I don't need to do anything fancy with str, I just need to know whether it is a valid number as I described
The C++ solution for parsing strings manually is string streams. Put your string into a std::istringstream and read from that.
What you could do to parse this is to try to read an (unsigned) int from the string.
If this fails, it is a string not starting with digits.
If it works, peek at the next character.

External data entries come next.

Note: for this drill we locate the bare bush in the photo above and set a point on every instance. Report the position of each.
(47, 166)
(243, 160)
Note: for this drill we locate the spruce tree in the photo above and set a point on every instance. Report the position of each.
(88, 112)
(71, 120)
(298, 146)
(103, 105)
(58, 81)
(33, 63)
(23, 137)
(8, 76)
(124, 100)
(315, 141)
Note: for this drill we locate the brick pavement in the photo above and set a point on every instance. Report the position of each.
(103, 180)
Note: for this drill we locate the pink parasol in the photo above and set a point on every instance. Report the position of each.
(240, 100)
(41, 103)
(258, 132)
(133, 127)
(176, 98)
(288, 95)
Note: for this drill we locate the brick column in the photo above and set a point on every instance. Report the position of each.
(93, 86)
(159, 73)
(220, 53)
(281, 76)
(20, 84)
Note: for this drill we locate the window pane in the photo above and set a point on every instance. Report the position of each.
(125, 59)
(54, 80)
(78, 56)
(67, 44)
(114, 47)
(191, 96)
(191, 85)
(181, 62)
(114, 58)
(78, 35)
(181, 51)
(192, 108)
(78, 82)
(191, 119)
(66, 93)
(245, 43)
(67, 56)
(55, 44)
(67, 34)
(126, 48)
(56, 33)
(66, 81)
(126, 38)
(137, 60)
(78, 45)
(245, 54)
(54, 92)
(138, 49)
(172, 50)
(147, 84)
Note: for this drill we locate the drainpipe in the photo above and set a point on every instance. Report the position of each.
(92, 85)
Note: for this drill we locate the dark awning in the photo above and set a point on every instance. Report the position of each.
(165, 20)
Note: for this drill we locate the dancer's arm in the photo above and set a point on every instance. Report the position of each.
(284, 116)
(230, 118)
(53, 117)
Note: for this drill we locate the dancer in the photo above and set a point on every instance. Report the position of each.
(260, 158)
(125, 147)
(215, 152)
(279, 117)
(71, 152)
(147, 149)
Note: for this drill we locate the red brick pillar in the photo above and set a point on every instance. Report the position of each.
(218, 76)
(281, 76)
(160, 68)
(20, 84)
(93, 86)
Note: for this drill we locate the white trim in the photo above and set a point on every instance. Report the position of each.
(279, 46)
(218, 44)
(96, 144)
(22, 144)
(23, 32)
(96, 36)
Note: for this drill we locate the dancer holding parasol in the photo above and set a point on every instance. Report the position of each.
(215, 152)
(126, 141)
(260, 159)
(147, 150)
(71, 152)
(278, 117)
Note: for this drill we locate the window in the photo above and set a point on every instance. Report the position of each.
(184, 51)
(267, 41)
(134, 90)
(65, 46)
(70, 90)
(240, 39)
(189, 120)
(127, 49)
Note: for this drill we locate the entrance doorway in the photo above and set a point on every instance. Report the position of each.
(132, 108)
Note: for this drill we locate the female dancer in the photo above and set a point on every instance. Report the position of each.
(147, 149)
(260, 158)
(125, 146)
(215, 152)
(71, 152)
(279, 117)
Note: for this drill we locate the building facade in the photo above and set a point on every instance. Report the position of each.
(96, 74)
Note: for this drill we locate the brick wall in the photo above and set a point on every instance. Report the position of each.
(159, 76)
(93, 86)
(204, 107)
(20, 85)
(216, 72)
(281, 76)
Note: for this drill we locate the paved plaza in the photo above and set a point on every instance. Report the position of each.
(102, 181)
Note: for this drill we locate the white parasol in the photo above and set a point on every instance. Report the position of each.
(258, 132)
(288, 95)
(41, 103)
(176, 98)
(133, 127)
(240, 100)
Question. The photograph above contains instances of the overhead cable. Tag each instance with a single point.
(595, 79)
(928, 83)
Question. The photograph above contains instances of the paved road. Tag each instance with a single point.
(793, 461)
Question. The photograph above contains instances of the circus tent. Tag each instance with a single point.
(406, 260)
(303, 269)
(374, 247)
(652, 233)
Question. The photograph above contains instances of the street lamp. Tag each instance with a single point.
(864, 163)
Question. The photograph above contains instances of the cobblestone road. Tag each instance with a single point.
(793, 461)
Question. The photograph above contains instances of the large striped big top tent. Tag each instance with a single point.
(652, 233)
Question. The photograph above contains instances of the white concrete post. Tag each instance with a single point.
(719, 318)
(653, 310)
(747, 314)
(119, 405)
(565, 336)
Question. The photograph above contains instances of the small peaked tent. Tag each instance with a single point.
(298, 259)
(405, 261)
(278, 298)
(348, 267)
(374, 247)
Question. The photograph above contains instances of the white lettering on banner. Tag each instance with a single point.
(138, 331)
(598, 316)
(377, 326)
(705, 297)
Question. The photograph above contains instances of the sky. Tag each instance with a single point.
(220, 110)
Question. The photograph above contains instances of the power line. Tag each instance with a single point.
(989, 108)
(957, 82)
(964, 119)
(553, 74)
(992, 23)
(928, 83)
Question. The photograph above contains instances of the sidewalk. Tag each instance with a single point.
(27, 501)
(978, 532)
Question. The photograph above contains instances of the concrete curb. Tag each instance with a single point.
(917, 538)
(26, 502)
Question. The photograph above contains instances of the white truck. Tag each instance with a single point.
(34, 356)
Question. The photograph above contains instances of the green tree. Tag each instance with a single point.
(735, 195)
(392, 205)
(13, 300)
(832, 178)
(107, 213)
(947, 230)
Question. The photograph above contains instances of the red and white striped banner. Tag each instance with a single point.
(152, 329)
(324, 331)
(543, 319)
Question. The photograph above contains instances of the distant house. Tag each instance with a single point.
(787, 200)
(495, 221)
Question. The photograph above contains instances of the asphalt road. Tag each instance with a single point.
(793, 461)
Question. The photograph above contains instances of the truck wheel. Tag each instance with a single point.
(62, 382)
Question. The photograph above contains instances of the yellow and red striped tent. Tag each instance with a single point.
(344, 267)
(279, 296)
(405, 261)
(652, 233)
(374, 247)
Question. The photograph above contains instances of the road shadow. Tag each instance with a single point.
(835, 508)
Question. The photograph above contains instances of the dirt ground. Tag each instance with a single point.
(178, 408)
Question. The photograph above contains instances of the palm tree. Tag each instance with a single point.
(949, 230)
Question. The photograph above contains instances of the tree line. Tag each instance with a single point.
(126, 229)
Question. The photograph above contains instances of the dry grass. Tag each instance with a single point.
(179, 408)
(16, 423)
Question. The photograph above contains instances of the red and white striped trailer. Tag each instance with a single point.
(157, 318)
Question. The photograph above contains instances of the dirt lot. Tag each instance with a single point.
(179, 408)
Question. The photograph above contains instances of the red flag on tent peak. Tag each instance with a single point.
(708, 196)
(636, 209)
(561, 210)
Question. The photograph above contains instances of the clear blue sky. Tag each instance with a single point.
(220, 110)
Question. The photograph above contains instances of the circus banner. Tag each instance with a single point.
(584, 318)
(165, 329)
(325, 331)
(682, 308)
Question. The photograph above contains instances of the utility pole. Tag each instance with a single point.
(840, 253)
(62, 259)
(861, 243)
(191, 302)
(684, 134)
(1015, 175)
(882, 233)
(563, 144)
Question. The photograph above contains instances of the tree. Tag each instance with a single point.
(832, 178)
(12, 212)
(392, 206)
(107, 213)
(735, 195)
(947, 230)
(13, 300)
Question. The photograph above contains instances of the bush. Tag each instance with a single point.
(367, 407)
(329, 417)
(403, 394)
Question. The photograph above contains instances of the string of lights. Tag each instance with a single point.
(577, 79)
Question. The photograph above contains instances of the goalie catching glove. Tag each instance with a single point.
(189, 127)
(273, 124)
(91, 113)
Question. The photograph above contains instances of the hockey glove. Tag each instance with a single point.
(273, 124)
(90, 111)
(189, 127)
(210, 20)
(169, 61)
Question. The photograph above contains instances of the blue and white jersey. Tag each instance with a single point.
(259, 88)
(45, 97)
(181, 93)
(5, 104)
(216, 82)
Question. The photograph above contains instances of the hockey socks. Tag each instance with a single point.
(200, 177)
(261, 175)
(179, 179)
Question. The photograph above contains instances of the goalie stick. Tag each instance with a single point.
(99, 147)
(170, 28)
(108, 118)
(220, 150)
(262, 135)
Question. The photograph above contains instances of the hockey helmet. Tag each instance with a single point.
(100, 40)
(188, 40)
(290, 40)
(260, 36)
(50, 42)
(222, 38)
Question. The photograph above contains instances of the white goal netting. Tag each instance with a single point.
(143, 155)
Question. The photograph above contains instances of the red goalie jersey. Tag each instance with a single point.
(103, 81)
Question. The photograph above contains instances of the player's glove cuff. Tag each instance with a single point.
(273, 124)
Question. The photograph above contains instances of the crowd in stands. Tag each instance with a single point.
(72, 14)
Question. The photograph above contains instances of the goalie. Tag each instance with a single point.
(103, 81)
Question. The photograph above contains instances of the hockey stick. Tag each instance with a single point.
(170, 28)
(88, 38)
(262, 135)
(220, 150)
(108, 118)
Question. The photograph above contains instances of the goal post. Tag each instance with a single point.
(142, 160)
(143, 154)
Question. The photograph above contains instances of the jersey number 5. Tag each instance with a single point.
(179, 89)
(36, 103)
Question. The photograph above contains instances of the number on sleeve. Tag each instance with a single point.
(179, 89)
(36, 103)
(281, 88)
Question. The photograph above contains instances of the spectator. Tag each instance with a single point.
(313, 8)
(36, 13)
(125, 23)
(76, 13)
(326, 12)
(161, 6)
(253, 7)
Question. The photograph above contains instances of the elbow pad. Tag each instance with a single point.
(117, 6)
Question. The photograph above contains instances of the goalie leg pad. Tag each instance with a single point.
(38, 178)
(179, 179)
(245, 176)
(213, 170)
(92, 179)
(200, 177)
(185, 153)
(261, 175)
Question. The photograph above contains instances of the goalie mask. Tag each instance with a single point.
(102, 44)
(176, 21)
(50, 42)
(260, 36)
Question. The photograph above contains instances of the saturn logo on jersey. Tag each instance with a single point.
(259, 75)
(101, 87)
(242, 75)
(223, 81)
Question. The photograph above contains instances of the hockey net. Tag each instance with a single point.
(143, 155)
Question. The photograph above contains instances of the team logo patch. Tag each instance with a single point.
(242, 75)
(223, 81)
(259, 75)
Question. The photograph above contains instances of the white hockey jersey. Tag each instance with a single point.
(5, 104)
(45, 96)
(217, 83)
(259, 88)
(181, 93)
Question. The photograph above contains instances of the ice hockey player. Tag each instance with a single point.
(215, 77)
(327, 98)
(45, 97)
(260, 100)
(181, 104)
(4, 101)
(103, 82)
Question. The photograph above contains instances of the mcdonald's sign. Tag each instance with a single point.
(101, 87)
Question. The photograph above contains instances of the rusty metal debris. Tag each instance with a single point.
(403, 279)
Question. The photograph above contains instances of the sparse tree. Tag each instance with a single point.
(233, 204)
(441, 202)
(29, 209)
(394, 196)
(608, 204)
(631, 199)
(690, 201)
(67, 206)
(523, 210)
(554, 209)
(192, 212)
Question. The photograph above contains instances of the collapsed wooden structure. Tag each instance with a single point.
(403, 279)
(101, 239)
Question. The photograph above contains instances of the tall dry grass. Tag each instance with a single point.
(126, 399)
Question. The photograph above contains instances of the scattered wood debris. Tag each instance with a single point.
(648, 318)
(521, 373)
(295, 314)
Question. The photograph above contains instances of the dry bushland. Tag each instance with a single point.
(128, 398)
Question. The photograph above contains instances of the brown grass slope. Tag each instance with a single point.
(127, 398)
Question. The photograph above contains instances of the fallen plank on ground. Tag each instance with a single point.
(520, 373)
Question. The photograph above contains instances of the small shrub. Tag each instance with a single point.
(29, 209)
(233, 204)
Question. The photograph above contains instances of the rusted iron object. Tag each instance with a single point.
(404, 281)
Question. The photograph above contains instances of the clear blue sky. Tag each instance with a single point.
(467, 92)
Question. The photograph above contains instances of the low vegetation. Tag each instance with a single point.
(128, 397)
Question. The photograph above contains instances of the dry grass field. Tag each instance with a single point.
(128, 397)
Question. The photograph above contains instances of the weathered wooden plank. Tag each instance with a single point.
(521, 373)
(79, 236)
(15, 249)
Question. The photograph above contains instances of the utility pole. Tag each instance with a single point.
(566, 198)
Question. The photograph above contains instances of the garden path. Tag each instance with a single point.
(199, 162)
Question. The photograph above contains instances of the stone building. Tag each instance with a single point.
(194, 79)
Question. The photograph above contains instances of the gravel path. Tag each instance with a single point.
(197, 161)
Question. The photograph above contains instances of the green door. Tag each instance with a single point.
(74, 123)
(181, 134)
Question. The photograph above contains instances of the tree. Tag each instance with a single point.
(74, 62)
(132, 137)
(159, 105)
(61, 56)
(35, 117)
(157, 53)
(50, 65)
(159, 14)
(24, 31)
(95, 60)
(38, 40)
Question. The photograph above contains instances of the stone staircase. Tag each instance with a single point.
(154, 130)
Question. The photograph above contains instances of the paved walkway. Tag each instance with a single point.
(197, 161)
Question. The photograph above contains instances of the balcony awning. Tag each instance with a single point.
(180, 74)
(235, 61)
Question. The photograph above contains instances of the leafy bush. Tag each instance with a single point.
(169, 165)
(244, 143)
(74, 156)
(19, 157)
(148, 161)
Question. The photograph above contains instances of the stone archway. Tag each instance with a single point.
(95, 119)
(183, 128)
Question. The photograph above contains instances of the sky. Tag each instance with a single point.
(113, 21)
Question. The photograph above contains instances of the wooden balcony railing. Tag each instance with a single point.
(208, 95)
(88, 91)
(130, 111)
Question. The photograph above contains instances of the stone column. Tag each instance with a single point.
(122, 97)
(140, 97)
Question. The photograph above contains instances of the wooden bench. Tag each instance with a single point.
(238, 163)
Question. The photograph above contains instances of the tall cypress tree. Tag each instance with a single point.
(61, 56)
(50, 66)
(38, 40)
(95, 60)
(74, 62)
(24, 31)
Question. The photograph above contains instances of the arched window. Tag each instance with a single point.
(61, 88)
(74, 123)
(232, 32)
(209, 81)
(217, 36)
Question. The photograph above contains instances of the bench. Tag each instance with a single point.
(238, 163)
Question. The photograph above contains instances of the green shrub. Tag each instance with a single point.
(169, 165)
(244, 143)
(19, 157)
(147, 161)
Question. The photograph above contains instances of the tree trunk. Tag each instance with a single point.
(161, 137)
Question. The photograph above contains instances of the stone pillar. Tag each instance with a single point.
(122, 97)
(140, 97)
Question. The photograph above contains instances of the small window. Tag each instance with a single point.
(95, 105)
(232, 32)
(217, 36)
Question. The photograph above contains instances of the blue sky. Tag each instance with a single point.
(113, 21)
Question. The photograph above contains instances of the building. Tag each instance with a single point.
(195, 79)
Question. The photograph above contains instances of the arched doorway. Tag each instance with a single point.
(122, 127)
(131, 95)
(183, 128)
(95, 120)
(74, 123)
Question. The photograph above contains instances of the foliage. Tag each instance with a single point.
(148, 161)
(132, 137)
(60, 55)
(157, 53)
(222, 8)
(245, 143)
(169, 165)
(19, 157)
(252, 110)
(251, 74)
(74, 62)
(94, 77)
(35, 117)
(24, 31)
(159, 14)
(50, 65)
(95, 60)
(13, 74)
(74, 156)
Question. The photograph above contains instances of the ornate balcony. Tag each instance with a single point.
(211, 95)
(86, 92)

If that's a . you have a floating point number, if it's a ), you have an integer number. (Otherwise you have a reading error.)
Something along the lines of
void read(const std::string& str)
{
std::istringstream iss(str);
int i;
if( !(iss>>i) ) {
// str contains "abcd"
} else {
switch( iss.peek() ) {
case ')':
// i contains '456'
break;
case '.' {
double d;
if( !(iss>>d) ) throw "dammit!";
d += i;
// d contains floating point value
break;
default: throw "what?!";
}
// ...
}
Does this make sense?
You have to define "number". There isn't a generic "number" type (for example, your first number is a double while the second is an integer).
That said, as shown in this answer, lexical_cast simply checks that the destination and only the destination exists:
template <typename R, typename T>
R lexical_cast(const T& pX)
{
std::stringstream ss;
ss << pX;
R result; // take out any whitespace, make sure nothing is left
if ((ss >> result).fail() || !(ss >> std::ws).eof())
{
throw std::bad_cast();
}
return result;
}
So just make a new function:
template <typename R, typename T>
R weak_lexical_cast(const T& pX)
{
std::stringstream ss;
ss << pX;
R result;
if ((ss >> result).fail())
{
throw std::bad_cast();
}
return result;
}
It's basically a lexical_cast but doesn't care about any remaining characters (allowing your second number to work.)
maybe a regular expression would do the trick for you.